La structure de la face cachée de l’enzyme NADPH oxydase dévoilée

Résultats scientifiques Vivant et santé

L’activation de la NADPH oxydase, enzyme majeure du système immunitaire, dépend de l’assemblage des sous-unités qui la constituent, soit trois unités cytosoliques et deux unités membranaires. Grâce à une approche originale basée sur des techniques d’imagerie en cellule vivante et la modélisation 3D, une équipe du Laboratoire de chimie physique d’Orsay (CNRS/Université Paris-Sud/Université Paris-Saclay) et leurs collaborateurs proposent le premier modèle structural complet de la partie cytosolique de l’enzyme.
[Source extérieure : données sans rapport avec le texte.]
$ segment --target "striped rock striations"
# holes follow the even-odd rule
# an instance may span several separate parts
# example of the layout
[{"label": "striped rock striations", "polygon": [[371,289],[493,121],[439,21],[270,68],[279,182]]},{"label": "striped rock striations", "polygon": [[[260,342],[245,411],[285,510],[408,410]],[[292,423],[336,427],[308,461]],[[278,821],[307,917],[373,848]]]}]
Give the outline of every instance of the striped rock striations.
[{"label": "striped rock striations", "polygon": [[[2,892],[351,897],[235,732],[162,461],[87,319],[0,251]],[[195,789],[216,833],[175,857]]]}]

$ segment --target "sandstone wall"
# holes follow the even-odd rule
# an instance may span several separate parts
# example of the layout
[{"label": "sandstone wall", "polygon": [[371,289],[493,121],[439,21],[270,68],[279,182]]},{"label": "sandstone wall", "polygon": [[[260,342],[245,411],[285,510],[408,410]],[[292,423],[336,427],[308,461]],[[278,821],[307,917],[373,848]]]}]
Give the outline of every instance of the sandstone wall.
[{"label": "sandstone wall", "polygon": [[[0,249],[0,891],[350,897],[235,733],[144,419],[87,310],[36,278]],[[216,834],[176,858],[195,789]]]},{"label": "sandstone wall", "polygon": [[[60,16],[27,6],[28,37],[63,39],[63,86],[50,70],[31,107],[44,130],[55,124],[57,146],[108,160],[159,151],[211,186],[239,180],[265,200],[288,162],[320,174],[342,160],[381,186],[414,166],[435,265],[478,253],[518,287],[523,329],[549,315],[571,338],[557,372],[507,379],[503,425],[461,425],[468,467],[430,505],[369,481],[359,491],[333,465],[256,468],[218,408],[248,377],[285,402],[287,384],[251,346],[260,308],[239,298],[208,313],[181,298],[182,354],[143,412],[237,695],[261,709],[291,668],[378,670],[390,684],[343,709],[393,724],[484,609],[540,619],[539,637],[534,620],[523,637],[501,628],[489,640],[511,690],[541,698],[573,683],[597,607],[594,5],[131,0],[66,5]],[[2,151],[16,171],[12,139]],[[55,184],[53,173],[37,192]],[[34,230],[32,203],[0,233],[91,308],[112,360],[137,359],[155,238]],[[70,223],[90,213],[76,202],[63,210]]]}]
Ces travaux qui marquent le point de départ pour élucider les étapes d’activation de cette enzyme cruciale sont publiés dans The Journal of Biological Chemistry.

 

L’enzyme NADPH oxydase permet aux cellules phagocytaires du système immunitaire de produire des substances toxiques pour détruire les pathogènes (virus, bactéries, etc.) dans le compartiment où elles les séquestrent, après les avoir capturés. Si cette enzyme est essentielle aux mécanismes de défense de l’organisme, sa dérégulation a par ailleurs de lourdes conséquences : son hyperactivité est un facteur aggravant, voire déclenchant, de nombreuses maladies inflammatoires telles que les bronchites chroniques. Afin de mieux comprendre les mécanismes qui sous-tendent l’activation de l’enzyme, les chercheurs du Laboratoire de chimie physique (LCP) d’Orsay se sont penchés sur l’organisation structurale de trois des cinq sous-unités qui la composent, à savoir ses trois unités cytosoliques.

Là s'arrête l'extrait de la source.